"I week or so ago, I volunteered to do some networking for a
small local church that runs a coffee shop as a community outreach
program. In addition to having the best coffee in town, the church
wanted to provide free Wi-Fi. But, because this is primarily a
church outreach, the project leaders obviously were concerned about
being able to filter inappropriate Web activity. My plan was to
install a WRT54 router and flash it with DD-WRT or OpenWRT, so that
I could install a content filter such as DansGuardian. I wasn't
very excited about having to maintain the content blocking
mechanism though. Content blocking is a difficult, sometimes ugly
job, and the church didn't have a budget to pay for even an
inexpensive filtering service.
"While researching the final configuration, I came upon a link
to OpenDNS. I like "Open" and I like "DNS," so I clicked on the
link out of curiosity, never expecting that this service would be a
simple and complete solution to my content filtering problem.

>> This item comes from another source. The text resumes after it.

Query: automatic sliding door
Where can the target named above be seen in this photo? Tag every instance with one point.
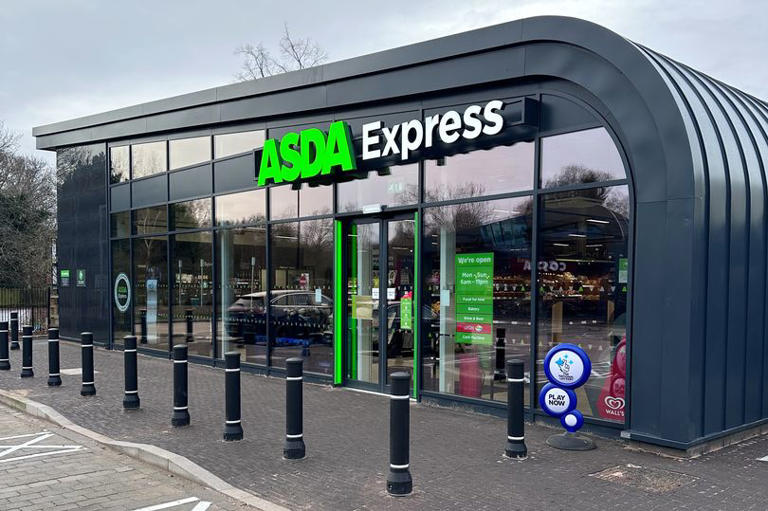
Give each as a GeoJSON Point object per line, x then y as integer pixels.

OpenDNS is a free service that enables you to block content you
deem inappropriate at the DNS level. There's no need for any proxy
configuration on either the client or the server. All you have to
do is arrange for your servers and clients to use the OpenDNS DNS
servers instead of the DNS servers provided by your Internet
provider. Once that is done, if users try to access a Web site that
provides inappropriate content, they are redirected to an OpenDNS
Web site that tells them the site has been blocked and why."